Q&A with Dr. Harm Scherpbier Meet Harm J. Scherpbier, MD. Harm is Vice President and Chief Medical Officer at Main Line Health in suburban Philadelphia. He is responsible for the implementation of healthcare information systems and the electronic patient record for doctors, nurses and other clinicians throughout the health system. His focus is on increasing patient safety, achieving quality of care, and reducing waste through innovative IT solutions.
Harm J. Scherpbier, MD
Vice President and Chief Medical Officer
Main Line Health
Q: Does the MobileMD feed enhance your EMR?
A: Yes, absolutely. It allows us to break outside of the walls of our health system and connect with the physicians in our community and improve the continuum of care. The stimulus bill (The American Recovery and Reinvestment Act) has been one of the factors that has helped physicians to start installing EMRs. I can tell by the number of emails from physicians requesting to get connected.Q: Has the MobileMD connection made it easier for physicians to work with Main Line Health?
A: From my perspective, it has made Main Line Health easier to work with because of the way our process works, whether a physician has an EMR or will want to have one. Our system works with a variety of EMRs. This gives us great flexibility in terms of the EMRs we can connect to.
Q: Would you recommend the MobileMD connection to other physicians?

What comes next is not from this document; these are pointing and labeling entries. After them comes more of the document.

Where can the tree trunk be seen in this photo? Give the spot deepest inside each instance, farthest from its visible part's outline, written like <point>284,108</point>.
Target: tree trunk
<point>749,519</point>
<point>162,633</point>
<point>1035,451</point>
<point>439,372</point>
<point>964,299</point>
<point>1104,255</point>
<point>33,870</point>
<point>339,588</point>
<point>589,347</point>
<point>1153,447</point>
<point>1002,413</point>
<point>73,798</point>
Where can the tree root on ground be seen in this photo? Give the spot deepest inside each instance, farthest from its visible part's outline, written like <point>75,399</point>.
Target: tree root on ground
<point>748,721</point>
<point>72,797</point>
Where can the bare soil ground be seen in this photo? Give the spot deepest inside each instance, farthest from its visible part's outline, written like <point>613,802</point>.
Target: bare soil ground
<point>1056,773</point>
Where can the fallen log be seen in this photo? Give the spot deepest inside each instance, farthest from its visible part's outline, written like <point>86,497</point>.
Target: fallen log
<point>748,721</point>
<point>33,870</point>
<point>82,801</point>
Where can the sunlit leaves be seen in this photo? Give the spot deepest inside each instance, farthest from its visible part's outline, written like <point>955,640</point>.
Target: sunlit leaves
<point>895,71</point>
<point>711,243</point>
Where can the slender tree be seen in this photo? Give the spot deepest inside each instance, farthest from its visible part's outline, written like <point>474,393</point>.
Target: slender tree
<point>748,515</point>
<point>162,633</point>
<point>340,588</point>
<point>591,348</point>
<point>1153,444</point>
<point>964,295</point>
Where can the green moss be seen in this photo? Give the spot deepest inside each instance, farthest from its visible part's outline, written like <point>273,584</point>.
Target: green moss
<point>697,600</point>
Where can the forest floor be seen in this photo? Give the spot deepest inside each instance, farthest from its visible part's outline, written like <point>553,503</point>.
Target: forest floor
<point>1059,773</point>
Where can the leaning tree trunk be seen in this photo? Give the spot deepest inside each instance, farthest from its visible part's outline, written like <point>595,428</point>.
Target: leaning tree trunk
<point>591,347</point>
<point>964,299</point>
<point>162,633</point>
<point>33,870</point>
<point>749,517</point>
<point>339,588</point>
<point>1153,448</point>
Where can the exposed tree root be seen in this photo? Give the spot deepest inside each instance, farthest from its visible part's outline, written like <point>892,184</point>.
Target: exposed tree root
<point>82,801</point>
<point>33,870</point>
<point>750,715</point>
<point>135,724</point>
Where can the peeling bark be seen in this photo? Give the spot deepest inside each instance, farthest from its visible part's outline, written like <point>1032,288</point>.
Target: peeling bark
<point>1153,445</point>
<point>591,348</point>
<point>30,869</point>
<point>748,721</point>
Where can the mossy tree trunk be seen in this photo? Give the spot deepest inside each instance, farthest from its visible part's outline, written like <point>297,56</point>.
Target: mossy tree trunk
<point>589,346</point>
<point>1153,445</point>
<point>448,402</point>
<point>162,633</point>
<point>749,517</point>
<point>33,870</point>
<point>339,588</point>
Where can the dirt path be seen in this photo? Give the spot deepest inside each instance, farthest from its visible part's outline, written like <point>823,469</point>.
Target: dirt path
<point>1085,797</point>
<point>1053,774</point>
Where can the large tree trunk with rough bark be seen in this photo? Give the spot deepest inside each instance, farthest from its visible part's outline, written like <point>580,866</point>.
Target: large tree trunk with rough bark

A: Absolutely, I make MobileMD one of my key talking points in our area. I say, “When you’re ready, let me know so we can connect you in order to reduce the number of faxes and the amount of paperwork that goes back and forth.” Many of the physicians who have been hooked up like it because it makes their EMR more complete and usable. They want more. MobileMD gives us the way to send labs, radiology reports and transcriptions. The next thing is that doctors can start sending orders electronically. Right now, we have one- way traffic and soon we will move into two-way traffic.
Q: What's your history been with MobileMD?
A: The first connection was in 2008. And since then, we've been adding physicians. Seven practices are up and running, ranging from one physician to 25 physicians, and 14 more practices are in the process of connecting. The "pipeline" of practices wanting to get connected is growing fast. Many of these practices were already underway when the stimulus plan came through, but the stimulus plan is certainly adding fuel to the fire.
Q: What are a few of the clinical benefits?
A: I think there are both clinical benefits and efficiency/management benefits and they go hand-in-hand. The data comes back electronically to a doctor's EMR, and that makes it more accurate and faster and with less hassle. The information just shows up on the screen. One of the large physician groups we connected to asked us to turn off all the faxes. I think the fax machine is a tool of the past – and all communication is moving toward direct, system-to-system data interchange.
An important opportunity for healthcare information exchanges is medication reconciliation. Today that’s all done manually when patients tell the doctor what medications they're on. Once we connect electronically, we would capture a patient's medications and not have to re-enter it manually – which avoids errors and saves a lot of time.
Q: How is MobileMD HIE clinically relevant?
A: They are highly experienced and are completely up-to-date on the EMR and how to deal with it. I’m excited about the current ability to send out labs and reports electronically – but the real opportunity is two-way connections, totally automating the communication between the practices and the health system: orders, referrals, medication and allergy lists, and CCD documents (Continuity of Care Documents). That’s where the stimulus bill is driving us, and we count on MobileMD to be our partner in implementing this level of interchange.